言葉にはしなかったものの、レーテの視線には啓名救援のため一分一秒でも早くここを立ちたいと急かす様な鋭さが伴って居たのも事実だ。
「笘居さん、すいませんが後処理をお願い致します」
「任せておけ……なんて台詞は言えないが、ぎりぎりまで進行を留めるべく手は打つよ。ただ、解っていると思うけど……」
正威から後を任す旨の発言を受けた笘居の歯切れは悪い。
正威もその言わんとするところは当然理解している様で、自身の代わりに禁呪を収束させられ得る人物の手配を継続すると約束する。
「禁呪の最後の封印作業を行える人間が近隣地域に誰も居ない場合に備えて、久和本家にも連絡は入れておきます」
正威の口から「久和本家」の単語が出て、笘居はほっと胸を撫で下ろしたように見えた。何が何でも神河に近い門家や、その関係者だけでこの事態をどうにか鎮めようとしているわけではないとわかったことが大きかったようだ。
「正威君が、どこぞのプライドだけは高い間抜けとは違うようで安心したよ」
その笘居の言い分は、久和一門の一派の一つが過去、禁呪の後処理に酷似した事態を、自身に近い門家や、その関係者だけでどうにか鎮めようとして痛い失態をやらかしたことを示唆していた。
まるで、笘居自身ではその辺りの手配について何もできないかのように振る舞う様子に、萌がこう茶々を入れる。

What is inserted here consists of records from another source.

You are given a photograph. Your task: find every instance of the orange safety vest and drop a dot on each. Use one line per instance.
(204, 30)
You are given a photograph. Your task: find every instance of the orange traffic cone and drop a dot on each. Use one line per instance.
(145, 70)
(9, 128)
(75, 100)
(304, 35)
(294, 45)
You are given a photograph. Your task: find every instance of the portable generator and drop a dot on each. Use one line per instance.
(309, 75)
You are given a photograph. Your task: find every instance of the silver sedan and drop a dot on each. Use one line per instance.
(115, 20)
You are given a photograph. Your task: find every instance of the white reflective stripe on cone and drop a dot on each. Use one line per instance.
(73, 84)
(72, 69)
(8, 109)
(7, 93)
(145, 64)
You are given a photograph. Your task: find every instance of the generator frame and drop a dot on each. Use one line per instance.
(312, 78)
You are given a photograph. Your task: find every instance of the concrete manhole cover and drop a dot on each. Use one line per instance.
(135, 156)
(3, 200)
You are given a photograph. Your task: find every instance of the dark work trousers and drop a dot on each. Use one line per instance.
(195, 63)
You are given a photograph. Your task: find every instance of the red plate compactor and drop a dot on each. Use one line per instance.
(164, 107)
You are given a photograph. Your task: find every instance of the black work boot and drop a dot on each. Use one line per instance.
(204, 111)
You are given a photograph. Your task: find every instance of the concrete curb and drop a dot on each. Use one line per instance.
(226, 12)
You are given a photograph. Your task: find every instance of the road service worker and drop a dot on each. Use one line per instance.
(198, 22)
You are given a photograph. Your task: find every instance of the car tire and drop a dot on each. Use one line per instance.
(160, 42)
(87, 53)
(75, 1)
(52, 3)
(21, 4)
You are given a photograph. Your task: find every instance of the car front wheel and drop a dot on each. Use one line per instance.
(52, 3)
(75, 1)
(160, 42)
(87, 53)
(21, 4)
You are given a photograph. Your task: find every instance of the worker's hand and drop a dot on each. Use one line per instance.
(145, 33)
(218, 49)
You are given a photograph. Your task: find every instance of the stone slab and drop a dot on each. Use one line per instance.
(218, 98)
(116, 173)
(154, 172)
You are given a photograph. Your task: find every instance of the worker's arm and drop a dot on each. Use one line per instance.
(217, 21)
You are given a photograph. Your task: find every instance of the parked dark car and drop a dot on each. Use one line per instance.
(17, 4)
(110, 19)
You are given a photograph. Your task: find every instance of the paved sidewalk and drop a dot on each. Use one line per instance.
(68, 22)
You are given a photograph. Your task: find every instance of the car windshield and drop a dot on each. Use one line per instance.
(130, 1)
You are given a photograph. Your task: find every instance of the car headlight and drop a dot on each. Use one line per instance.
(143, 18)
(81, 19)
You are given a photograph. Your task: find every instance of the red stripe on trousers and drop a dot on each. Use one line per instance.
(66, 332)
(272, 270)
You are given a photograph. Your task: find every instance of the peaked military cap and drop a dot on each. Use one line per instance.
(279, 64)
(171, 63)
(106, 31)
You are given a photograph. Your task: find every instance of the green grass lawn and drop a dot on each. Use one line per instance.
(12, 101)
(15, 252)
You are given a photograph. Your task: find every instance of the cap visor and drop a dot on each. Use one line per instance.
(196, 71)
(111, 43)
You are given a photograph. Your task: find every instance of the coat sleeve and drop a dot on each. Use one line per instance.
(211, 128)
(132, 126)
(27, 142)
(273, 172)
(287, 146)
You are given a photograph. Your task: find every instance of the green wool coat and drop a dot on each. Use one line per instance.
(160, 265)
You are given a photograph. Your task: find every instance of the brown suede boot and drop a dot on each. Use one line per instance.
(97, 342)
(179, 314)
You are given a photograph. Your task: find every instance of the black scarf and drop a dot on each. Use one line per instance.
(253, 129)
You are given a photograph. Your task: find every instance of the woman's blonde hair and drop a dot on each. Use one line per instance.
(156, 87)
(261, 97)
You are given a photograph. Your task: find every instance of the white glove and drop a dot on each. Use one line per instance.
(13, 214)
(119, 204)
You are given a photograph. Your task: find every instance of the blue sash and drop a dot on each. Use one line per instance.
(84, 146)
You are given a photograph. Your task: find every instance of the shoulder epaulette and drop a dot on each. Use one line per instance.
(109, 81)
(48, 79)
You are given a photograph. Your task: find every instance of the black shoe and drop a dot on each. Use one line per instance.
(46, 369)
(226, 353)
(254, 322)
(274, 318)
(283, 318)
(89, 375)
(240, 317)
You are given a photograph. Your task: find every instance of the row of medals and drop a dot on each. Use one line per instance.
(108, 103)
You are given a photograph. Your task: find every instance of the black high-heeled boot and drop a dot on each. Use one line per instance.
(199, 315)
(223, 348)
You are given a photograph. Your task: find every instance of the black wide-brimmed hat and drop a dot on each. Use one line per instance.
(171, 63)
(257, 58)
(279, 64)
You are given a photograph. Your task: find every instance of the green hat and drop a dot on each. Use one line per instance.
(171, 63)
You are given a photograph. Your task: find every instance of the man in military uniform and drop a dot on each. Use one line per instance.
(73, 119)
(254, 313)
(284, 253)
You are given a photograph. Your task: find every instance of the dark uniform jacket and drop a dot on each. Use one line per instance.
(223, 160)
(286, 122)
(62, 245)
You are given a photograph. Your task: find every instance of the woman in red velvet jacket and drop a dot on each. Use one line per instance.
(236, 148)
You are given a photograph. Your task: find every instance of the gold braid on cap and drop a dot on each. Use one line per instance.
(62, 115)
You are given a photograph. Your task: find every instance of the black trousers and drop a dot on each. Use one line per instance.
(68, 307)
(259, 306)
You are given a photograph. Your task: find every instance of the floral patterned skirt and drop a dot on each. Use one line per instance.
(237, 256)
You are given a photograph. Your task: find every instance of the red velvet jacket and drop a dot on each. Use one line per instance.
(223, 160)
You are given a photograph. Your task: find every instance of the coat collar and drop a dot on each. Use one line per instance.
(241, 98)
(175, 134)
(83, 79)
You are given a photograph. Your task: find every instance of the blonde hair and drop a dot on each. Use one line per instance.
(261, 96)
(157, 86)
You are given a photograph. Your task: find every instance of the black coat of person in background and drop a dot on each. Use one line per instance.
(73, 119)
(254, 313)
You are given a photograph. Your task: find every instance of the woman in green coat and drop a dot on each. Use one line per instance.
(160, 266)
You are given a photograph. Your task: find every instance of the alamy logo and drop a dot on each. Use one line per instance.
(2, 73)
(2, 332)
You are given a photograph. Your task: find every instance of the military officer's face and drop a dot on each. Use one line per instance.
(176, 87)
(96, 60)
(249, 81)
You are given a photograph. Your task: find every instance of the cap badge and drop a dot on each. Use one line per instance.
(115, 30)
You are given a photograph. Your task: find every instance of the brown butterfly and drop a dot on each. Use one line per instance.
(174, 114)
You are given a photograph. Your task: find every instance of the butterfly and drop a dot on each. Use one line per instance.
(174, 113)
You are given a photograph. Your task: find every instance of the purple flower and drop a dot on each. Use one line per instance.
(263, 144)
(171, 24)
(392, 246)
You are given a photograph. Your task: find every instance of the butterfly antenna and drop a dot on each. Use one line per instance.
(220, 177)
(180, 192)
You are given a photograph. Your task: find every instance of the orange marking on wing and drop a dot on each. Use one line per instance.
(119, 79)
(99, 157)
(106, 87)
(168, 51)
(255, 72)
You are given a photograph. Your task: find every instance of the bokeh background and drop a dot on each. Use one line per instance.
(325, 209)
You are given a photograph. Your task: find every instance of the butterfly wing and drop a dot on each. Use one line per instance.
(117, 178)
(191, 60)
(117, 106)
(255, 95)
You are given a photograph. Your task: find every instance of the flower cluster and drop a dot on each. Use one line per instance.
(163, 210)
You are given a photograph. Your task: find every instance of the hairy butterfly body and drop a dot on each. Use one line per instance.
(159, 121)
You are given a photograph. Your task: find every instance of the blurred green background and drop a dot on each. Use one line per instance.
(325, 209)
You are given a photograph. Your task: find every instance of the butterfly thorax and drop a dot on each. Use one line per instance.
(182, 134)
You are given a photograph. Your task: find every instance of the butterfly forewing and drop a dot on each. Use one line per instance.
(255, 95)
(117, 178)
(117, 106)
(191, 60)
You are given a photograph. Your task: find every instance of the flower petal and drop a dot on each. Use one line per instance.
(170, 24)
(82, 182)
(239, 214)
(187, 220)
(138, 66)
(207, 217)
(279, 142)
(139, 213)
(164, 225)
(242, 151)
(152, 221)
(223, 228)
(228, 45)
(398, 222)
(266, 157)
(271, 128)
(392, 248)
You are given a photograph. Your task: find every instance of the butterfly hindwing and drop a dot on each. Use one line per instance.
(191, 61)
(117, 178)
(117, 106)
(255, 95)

「そんなこと言って置いて、笘居は神河の上位層にダイレクトに連絡できるんだから、どうせいざとなったら独自の判断で行動するんでしょう?」
そんな指摘に、笘居はやや複雑そうな表情を見せて答える。
「本当にどうしようもない事態へ陥るようだったらそうするだろうね。でも、例えそうなる場合でも、正威君や萌ちゃんから連絡を入れるべきだよ。僕がそれをするのと、君らがそれをするのとでは意味合いが大きく異なる。僕はあくまで出向者の身で、ただの橋渡し役だ。業務を遂行する上で、神河上位層にもダイレクトに連絡を取れるようになってはいるけれど、それは本来の役目とは異なる」
それは可能なことだが、望ましくない。
そういった笘居の言わんとするところは、正威も重々承知している。
「うん、解っていますよ。笘居さんがそうすることがないよう、然るべきところで然るべき判断を下します」
懸念が現実にならぬよう行動すると正威が明言したことで、それ以上言葉を続けることはただの蛇足だと笘居は判断したのだろう。口を真一文字に結び、自身が禁呪の後始末をするという「落とし処」を甘んじることを良しとする。
笘居が口を閉ざし、それ以上何かを言及する雰囲気が神河の二人からなくなったことを確認すると、レーテがおずおず出発を宣言する。